06.3 Kinematics Analysis

Kinematic and Force Analysis

Figure 1 describes the mechanism, a four-bar slider-crank mechanism designed to drive a cutting blade vertically through cylindrical vegetables, that we propose for the vegetable cutter. The values for the link L2, L3, and eccentricity E are found with an optimization study of the system described in the section “Optimization of the link lengths”. To scale up for improved performance, these dimensions were doubled to L2 = 60 mm, L3 = 240 mm and e = 40 mm, enough to slice through larger vegetables.

Figure 2 shows the trajectory of the linkages and Figure 3 shows the animation of the linkage.

Figure 1: Initial Drawing of Mechanism and Linkage Setup (angles are not to scale)

Figure 2: Vertical vs horizontal cut movement; vertical displacement dominates, confirming minimal ‘wasted’ lateral motion

Figure 3: Linkage Animation

Optimization of the link lengths

To find the optimal lengths of the links we computed the mean transmission angle in the vegetable (thickness of 30 mm) and its standard deviation, and we look for a combination of e and L3 that aims to:

Maximize the mean of the transmission angle in the vegetable
Minimize the standard deviation of the transmission angle in the in the vegetable

The best configuration requires high value of e, and L3 to maximize the mean transmission angle and to reduce the standard deviation.

Moreover, we computed the speed at the surface of the vegetable, again as a function of e and L3. In this case to maximize the speed we would need shorter links but the difference would be less than 10%.

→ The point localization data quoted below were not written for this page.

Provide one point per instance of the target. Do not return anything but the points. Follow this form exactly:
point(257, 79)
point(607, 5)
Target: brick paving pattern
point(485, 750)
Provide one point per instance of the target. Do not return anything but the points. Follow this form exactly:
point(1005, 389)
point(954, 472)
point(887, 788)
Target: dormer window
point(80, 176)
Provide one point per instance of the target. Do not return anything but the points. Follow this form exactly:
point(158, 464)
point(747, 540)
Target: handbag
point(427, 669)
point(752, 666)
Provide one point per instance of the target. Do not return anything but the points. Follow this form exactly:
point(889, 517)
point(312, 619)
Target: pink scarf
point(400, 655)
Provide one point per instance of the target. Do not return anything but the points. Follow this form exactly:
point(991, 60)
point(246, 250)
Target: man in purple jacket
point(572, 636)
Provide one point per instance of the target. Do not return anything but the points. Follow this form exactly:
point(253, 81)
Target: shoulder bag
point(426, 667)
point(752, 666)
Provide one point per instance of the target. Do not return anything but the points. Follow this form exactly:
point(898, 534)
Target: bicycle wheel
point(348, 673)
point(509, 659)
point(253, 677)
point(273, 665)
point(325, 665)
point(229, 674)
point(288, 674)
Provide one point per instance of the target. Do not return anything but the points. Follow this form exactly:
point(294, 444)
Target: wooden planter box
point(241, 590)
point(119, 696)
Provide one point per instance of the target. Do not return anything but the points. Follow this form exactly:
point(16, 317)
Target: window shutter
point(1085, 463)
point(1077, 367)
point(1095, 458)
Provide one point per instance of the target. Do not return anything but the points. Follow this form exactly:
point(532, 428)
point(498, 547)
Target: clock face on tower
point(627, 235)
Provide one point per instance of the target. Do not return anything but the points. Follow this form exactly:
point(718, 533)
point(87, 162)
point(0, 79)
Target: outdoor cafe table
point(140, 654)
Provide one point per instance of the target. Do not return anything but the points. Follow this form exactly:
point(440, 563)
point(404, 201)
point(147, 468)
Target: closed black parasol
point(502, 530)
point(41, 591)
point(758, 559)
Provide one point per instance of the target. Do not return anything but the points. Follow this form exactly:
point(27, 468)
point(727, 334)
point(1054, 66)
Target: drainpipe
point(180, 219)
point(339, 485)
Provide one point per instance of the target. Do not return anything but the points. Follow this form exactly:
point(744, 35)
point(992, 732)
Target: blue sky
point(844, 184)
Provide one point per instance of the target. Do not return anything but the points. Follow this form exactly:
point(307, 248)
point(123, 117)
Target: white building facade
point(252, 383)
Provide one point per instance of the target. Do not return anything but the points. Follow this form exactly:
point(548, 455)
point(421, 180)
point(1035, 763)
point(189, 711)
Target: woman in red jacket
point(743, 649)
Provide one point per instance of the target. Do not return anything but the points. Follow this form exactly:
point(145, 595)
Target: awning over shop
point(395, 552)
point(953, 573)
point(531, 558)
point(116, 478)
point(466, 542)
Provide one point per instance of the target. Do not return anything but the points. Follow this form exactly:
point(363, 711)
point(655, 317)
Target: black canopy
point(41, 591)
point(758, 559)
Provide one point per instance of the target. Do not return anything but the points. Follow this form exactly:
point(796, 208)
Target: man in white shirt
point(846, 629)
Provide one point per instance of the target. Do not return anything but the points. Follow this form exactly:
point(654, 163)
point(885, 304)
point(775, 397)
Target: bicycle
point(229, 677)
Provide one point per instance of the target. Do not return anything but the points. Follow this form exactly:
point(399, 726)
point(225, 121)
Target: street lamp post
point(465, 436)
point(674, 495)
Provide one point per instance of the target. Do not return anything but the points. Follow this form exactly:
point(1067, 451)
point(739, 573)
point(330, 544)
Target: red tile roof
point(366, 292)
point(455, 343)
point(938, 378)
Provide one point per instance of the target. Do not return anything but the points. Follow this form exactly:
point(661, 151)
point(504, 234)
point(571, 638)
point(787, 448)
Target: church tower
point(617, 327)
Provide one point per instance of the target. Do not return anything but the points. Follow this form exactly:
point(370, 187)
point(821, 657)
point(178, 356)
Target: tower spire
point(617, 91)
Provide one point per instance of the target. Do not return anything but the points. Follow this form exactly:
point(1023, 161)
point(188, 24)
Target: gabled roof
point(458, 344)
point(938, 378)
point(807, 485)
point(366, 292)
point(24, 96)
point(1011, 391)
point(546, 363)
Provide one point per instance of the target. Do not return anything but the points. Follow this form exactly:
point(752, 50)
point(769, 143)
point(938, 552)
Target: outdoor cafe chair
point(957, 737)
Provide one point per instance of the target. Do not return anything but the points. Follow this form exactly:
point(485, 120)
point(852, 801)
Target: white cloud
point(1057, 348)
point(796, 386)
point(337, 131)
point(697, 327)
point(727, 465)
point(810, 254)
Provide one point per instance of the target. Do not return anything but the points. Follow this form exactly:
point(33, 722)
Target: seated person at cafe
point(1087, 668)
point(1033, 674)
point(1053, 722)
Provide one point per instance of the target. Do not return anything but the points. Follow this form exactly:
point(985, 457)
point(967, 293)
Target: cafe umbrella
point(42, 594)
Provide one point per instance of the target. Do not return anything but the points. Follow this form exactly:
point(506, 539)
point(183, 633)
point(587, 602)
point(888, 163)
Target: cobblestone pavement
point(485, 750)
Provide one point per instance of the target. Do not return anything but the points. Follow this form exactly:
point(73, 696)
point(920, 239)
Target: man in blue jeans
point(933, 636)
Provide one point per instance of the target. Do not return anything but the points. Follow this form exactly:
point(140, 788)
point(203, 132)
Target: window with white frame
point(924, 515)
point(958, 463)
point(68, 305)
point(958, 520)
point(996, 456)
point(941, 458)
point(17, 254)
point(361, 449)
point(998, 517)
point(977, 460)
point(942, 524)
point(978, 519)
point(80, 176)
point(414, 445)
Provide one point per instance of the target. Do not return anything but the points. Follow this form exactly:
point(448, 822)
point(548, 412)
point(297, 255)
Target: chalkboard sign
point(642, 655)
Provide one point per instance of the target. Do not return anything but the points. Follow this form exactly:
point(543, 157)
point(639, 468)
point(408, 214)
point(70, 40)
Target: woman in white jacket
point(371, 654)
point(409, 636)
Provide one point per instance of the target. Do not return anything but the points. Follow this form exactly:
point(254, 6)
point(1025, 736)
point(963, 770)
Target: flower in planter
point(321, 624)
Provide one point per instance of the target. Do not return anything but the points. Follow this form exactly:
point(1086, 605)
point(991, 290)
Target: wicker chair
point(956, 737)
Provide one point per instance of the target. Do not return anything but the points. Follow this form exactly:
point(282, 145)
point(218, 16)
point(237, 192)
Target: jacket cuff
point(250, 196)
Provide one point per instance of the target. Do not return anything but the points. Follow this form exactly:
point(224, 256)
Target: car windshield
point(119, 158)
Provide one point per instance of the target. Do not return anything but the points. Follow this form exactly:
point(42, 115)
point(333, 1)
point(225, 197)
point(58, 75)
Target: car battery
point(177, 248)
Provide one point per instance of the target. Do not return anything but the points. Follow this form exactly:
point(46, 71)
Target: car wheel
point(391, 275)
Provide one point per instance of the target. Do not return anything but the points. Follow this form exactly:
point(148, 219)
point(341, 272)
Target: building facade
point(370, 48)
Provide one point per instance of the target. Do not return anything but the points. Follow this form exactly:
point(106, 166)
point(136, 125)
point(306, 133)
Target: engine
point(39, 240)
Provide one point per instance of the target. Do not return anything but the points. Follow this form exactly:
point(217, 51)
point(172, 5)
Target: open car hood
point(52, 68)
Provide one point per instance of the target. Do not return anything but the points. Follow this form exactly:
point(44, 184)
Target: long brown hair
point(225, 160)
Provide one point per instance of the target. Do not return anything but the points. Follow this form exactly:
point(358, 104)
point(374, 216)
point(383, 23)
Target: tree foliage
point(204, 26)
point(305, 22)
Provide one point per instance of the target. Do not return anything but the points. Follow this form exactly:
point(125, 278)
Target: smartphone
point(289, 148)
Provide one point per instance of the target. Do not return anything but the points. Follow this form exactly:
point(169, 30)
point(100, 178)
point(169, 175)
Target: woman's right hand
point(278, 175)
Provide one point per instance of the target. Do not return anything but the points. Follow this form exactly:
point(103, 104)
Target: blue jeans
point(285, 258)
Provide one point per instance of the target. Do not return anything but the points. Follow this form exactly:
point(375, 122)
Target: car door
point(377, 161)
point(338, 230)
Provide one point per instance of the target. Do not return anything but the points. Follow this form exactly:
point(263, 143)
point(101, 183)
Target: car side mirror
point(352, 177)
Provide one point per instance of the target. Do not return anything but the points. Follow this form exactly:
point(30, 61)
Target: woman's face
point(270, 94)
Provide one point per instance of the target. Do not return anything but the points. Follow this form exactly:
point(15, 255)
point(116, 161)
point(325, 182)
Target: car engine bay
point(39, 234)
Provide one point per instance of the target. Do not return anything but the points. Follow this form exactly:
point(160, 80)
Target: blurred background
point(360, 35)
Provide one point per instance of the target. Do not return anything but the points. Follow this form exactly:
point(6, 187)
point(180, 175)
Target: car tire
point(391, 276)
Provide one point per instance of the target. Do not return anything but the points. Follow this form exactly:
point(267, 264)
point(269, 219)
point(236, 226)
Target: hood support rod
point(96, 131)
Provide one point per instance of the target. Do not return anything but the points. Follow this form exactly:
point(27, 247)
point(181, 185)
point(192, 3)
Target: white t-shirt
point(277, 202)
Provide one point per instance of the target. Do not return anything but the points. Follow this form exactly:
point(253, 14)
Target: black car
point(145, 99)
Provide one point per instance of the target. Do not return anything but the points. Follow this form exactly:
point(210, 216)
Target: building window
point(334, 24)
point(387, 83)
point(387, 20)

Note: the length of link 2, L2 is fixed during the optimization process to 30 mm.

Note: these simulations were run with code written in python.

Figure 4: Mean transmission angle; shows mean of 90° (1.5708 radians) at a length close to 120 mm

Figure 5: Standard deviation of transmission angle in repeated cuts; shows consistent kinematic behavior with deviations below 3°

Figure 6: Mean cut surface speed in 30 mm vegetables, demonstrating uniformity of speed during major cutting phases

Figures 7 – 9: Transmission angle, blade velocity, and acceleration plotted against blade/motor separation. These validate efficient force delivery and stable, smooth cutting motion.

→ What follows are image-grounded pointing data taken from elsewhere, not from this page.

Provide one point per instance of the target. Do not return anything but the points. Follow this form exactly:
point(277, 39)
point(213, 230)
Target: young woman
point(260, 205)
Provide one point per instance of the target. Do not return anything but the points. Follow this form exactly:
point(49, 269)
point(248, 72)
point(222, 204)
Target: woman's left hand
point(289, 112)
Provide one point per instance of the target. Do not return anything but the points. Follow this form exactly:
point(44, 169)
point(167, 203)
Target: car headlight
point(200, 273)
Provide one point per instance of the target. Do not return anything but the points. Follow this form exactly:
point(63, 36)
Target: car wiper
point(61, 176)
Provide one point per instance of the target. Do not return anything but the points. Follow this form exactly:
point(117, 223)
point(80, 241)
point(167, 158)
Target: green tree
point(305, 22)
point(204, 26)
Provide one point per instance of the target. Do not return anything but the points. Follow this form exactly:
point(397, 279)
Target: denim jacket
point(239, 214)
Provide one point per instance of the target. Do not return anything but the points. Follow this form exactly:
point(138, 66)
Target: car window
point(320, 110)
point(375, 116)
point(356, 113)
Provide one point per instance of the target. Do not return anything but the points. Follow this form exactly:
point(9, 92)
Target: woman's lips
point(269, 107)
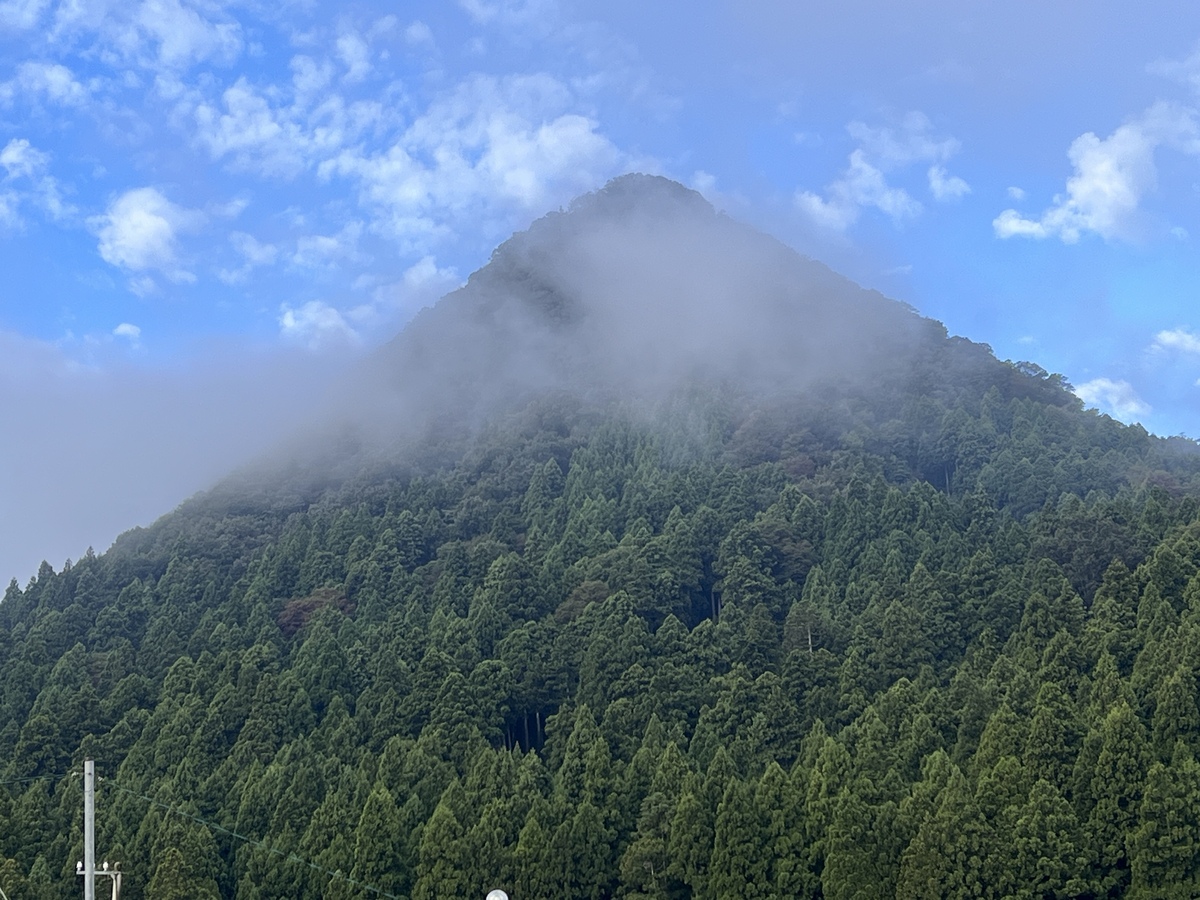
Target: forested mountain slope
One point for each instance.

Figure 7: Transmission angle plotted as a function of link L1 (i.e. the distance blade/center of motor).

Figure 8: Blade Velocity plotted as a function of link L1 (i.e. the distance blade/center of motor).

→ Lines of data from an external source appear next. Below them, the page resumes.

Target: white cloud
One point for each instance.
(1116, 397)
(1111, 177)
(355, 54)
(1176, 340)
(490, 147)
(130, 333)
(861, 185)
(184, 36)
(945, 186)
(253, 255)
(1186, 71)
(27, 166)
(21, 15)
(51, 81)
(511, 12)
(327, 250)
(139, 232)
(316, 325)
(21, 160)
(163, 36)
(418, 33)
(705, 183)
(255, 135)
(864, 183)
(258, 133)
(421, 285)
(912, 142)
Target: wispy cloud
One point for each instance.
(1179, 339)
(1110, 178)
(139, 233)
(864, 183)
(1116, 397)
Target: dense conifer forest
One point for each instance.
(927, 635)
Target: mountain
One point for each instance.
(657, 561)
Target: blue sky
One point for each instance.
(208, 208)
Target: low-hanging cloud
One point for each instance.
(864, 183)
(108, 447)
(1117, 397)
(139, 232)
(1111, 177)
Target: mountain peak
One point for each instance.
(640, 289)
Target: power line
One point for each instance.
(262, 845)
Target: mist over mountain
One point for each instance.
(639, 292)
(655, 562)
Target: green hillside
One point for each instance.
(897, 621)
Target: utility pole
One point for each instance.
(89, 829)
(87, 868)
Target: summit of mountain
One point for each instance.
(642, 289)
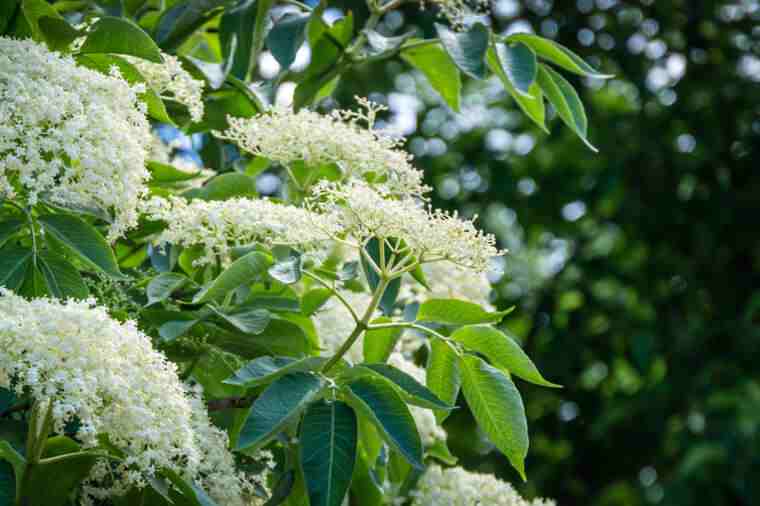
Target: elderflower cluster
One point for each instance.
(219, 226)
(171, 81)
(74, 358)
(458, 487)
(70, 134)
(457, 11)
(339, 138)
(430, 431)
(430, 235)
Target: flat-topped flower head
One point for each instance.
(106, 375)
(70, 134)
(345, 138)
(364, 212)
(219, 226)
(172, 81)
(458, 487)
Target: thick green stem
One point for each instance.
(361, 325)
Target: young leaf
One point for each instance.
(286, 37)
(163, 285)
(243, 270)
(378, 344)
(566, 101)
(328, 451)
(82, 240)
(557, 54)
(501, 350)
(531, 104)
(442, 375)
(378, 401)
(440, 71)
(279, 404)
(467, 49)
(120, 36)
(263, 370)
(457, 312)
(497, 407)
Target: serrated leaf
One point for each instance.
(286, 37)
(532, 104)
(278, 405)
(120, 36)
(413, 391)
(442, 375)
(566, 101)
(501, 350)
(243, 270)
(557, 54)
(82, 240)
(162, 286)
(457, 312)
(379, 401)
(378, 344)
(497, 407)
(467, 48)
(263, 370)
(328, 451)
(442, 74)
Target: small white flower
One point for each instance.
(70, 133)
(458, 487)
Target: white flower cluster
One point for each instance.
(364, 212)
(336, 138)
(172, 81)
(457, 487)
(219, 226)
(72, 134)
(106, 375)
(430, 431)
(457, 11)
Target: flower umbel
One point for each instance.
(337, 138)
(69, 133)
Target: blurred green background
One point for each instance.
(635, 271)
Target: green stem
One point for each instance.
(361, 325)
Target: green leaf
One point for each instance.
(245, 23)
(287, 271)
(442, 375)
(252, 321)
(162, 286)
(501, 350)
(9, 227)
(532, 104)
(378, 344)
(278, 405)
(120, 36)
(263, 370)
(519, 63)
(179, 22)
(82, 240)
(286, 37)
(243, 270)
(61, 277)
(457, 312)
(440, 71)
(557, 54)
(566, 101)
(57, 32)
(14, 262)
(328, 451)
(376, 399)
(497, 407)
(414, 392)
(467, 49)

Figure 9: Blade Acceleration plotted as a function of link L1 (i.e. the distance blade/center of motor).

Analyzing the transmission angle between L3 and L4, we optimized the linkage so that the transmission angle approaches 90° at both the start and end of the cutting stroke. This maximizes delivered force when initiating and finishing the cut, ensuring penetration through tough outer layers with high efficiency (Figure 6). Throughout the motion, the transmission angle remains greater than 85°, maintaining a favorable force profile.

Velocity and acceleration analyses reveal peak blade velocity at mid-stroke, coinciding with the period of lowest acceleration (minimal wasted effort due to outside movement). Plots of blade velocity and acceleration versus crank/blade separation (Figures 7 and 8) confirm that velocity is highest when force transmission is most efficient.

Final comments

Kinematic mobility analysis gives one degree of freedom controlled by input crank rotation. Python simulations yielded profiles for all major linkage points, indicating peak torque and velocity during the critical cutting phases. Calculated mechanical advantage exceeds 1.6 when the blade contacts the vegetable, providing sufficient force for smooth cutting through typical kitchen vegetables.